# Connexion "utilisateur référencé" impossible...



## mjpolo (24 Janvier 2007)

Bonsoir à tous,

Voilà ma question: j'ai créé récemment un petit réseau sous X composé de 2 macs, un cube et un iMac G3 600mhz, via un modem routeur Belkin. 
En fait au départ c'était pour partager la connexion adsl mais je voudrais aussi en profiter pour échanger les fichiers entre les 2 machines sans passer par un DD externe, comme comme cela se faisait sous mac OS 9.
Seulement je n'arrive pas à me connecter de l'une à l'autre de mes machines: dans la fenêtre de dialogue "utilisateur référencé" est coché par défaut et on me demande de taper un mot de passe. Comme je n'ai rentré aucun je tappe OK et là on me dit que le mot de passe est erronné   
Quel mot de passe veut-il????  

Si vous avez une solution....


----------



## Leporello (24 Janvier 2007)

Salut,

Le mot de passe à entrer sur l'ordinateur A (celui à partir duquel tu établis la connexion) est celui de ta session sur la machine B (c'est ce mot de passe qui t'est demandé lorsque tu allumes l'ordi B, avant de pouvoir accéder au bureau). Tu peux demander au système de le conserver de façon à ne pas avoir à le taper à chaque connexion.
Si tu n'as entré aucun mot de passe, laisse le champ vide.
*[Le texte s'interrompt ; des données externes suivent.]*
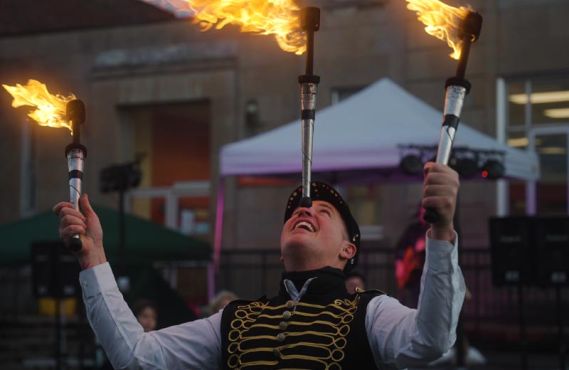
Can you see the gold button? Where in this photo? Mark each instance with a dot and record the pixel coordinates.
(277, 352)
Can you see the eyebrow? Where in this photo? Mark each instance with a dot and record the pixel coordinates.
(325, 205)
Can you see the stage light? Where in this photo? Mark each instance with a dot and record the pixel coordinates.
(466, 167)
(411, 164)
(493, 169)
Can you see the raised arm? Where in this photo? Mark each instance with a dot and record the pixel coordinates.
(194, 345)
(403, 337)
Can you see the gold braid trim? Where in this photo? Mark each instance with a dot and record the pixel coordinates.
(329, 342)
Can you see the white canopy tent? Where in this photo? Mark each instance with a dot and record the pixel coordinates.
(362, 134)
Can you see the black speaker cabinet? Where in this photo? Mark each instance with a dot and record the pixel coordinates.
(55, 272)
(552, 238)
(512, 250)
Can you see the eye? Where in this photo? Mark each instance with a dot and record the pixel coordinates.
(325, 211)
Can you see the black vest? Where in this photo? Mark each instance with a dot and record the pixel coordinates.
(324, 330)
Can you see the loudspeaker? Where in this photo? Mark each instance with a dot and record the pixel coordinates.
(512, 242)
(55, 272)
(552, 238)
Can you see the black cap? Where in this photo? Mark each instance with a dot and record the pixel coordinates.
(324, 192)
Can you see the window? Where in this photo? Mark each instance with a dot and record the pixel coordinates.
(537, 118)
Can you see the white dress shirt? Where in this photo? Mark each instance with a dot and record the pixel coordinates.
(398, 336)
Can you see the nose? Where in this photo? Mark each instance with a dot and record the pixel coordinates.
(304, 211)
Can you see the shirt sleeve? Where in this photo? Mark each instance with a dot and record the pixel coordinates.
(193, 345)
(403, 337)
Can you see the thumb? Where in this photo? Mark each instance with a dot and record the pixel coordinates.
(86, 206)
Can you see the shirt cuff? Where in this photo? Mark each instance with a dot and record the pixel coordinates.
(97, 279)
(441, 252)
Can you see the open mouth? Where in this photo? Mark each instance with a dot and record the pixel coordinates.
(304, 225)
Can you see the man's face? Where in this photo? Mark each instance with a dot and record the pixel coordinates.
(147, 319)
(315, 237)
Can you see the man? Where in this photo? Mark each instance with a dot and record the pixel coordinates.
(313, 323)
(354, 281)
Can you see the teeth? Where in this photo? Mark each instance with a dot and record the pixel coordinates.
(305, 224)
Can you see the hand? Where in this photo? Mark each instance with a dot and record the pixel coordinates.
(87, 225)
(440, 189)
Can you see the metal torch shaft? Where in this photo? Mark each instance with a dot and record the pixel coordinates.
(308, 92)
(75, 165)
(456, 90)
(76, 154)
(454, 100)
(310, 23)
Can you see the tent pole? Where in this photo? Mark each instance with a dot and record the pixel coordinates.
(213, 267)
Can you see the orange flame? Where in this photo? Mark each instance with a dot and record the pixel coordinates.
(442, 21)
(49, 109)
(265, 17)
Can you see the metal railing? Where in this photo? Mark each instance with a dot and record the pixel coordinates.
(490, 310)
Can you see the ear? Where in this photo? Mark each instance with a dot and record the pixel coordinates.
(348, 250)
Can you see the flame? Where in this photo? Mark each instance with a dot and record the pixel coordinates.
(49, 109)
(265, 17)
(442, 21)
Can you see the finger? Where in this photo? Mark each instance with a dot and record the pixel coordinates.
(68, 231)
(442, 203)
(86, 206)
(68, 211)
(72, 220)
(439, 190)
(439, 178)
(432, 167)
(61, 205)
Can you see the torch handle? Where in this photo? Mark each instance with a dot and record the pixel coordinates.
(456, 90)
(308, 93)
(75, 154)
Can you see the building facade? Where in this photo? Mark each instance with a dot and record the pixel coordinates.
(169, 95)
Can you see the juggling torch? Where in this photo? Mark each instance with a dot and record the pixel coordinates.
(76, 154)
(457, 88)
(310, 23)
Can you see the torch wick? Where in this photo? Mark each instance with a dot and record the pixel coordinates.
(310, 53)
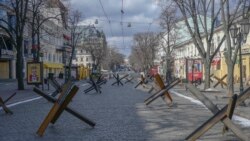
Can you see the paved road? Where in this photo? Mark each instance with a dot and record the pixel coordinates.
(120, 116)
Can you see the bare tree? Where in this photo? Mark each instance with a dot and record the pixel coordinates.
(228, 18)
(40, 13)
(95, 43)
(145, 45)
(15, 22)
(113, 58)
(203, 15)
(135, 59)
(74, 19)
(168, 38)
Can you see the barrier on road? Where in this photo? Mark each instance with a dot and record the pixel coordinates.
(142, 81)
(59, 106)
(118, 79)
(129, 79)
(3, 104)
(220, 81)
(163, 92)
(95, 85)
(224, 115)
(58, 88)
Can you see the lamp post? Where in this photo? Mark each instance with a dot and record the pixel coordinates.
(239, 35)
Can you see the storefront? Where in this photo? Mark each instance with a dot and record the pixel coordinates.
(55, 68)
(7, 63)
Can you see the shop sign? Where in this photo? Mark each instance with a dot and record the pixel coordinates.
(34, 73)
(245, 50)
(7, 52)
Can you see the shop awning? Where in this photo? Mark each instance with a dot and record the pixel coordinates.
(53, 65)
(216, 61)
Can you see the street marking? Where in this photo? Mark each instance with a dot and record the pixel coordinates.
(240, 120)
(21, 102)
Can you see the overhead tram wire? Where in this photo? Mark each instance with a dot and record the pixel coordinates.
(122, 12)
(105, 14)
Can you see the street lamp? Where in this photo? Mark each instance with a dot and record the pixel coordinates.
(239, 35)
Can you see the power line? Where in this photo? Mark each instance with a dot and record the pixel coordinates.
(122, 12)
(105, 14)
(116, 21)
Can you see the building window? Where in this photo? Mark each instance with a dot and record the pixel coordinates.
(49, 58)
(54, 57)
(212, 47)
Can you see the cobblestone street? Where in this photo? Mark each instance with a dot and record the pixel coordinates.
(120, 115)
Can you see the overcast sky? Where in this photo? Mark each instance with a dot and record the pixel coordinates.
(142, 14)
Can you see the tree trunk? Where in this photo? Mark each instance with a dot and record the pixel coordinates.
(38, 46)
(230, 80)
(19, 66)
(207, 74)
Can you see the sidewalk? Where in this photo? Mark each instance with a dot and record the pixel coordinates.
(220, 98)
(9, 87)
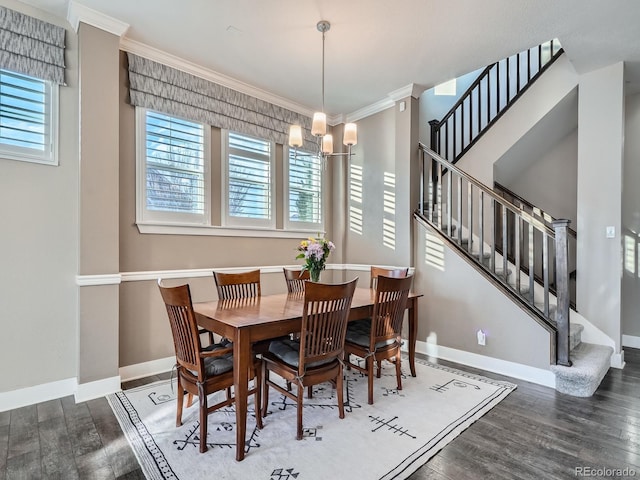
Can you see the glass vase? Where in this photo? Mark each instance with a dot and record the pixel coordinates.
(314, 274)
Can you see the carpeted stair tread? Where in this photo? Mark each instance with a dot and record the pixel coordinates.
(575, 335)
(590, 364)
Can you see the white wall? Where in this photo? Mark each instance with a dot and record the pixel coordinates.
(434, 107)
(550, 89)
(600, 154)
(39, 249)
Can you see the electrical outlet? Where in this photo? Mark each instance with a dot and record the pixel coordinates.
(611, 232)
(482, 338)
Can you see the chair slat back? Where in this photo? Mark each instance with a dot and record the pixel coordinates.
(388, 309)
(324, 321)
(184, 327)
(387, 272)
(295, 279)
(237, 285)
Après, il faut que tu aies activé Appletalk et tout le toutim dans tes réglages Réseau.

J'ai bien conscience que ce ne sont que des conseils de base mais je ne vois pas où peut être le problème sorti de ce que je viens de t'écrire.


----------



## mjpolo (25 Janvier 2007)

Gracie mille Leporello!!

C'est bien ce que j'ai pensé: et bien je clic sur OK ,puisque je n'ai rentré aucun mot de passe, mais il me dit que le serveur est introuvable. 
Par contre je n'ai pas activé AppleTalk, seul le partage de fichier est actif; je pensais que ça suffisait


----------



## Leporello (26 Janvier 2007)

Oui, tu as raison, Appletalk est totalement inutile dans ce cas de figure, le partage de fichier suffit.
Cela ne te dit pas pourquoi tu ne parviens pas à lui faire accepter ton absence de mot de passe mais je suis dépassé sur ce coup là.
Je continue toutefois à farfouiller dans mes réglages pour savoir comment mes deux ordis peuvent communiquer... On ne sait jamais... L'illumination...

Désolé... :rose:


PS: dis, juste pour voir, tu voudrais pas essayer de mettre un mot de passe sur ta session pour voir si tu peux te connecter en l'utilisant...


----------



## mjpolo (30 Janvier 2007)

J'étais absent ces jours-ci...
Oui, je vais essayer de mettre un mot de passe, on ne sait jamais....


----------